In previous posts, I discussed building a regression model to predict diabetes rates and techniques to improve its performance. With feature engineering and model tuning, I had significantly boosted the R-squared metric. But I wanted to try incorporating some new predictor variables to potentially capture additional factors related to diabetes prevalence.
For this iteration, I added columns for socioeconomic status, household disability rate, and housing/transportation types. The hypothesis was these features might explain some of the remaining variance in diabetes rates across communities.
After standardizing the new features and fitting a linear regression model, I evaluated it on the test set. The model showed a small improvement in R-squared, indicating the new features were incrementally helpful in explaining variance in the target variable.

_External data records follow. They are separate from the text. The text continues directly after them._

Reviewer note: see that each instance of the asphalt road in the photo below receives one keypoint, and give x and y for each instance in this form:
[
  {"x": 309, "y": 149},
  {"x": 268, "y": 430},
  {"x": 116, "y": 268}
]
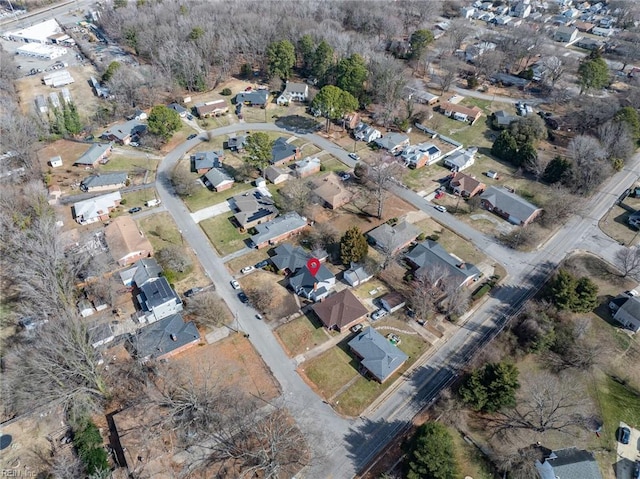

Checking the model coefficients provided some insights. For example, socioeconomic status had a high negative weight, meaning it was negatively correlated with diabetes rate as expected based on domain knowledge. Housing type also proved somewhat informative.
There are likely complex nonlinear relationships between diabetes and factors like income, transit access, and living conditions. To fully capture these, I may need to transform features, add interactions, or use more flexible algorithms. But even simple linear regression got a slight boost from the new features.
The process of improving the model is gradual, requiring testing many ideas. Each iteration provides more insight for getting closer to maximum predictability. My goal now is identifying additional datasets to combine with what I already have – more data and features could further improve the model.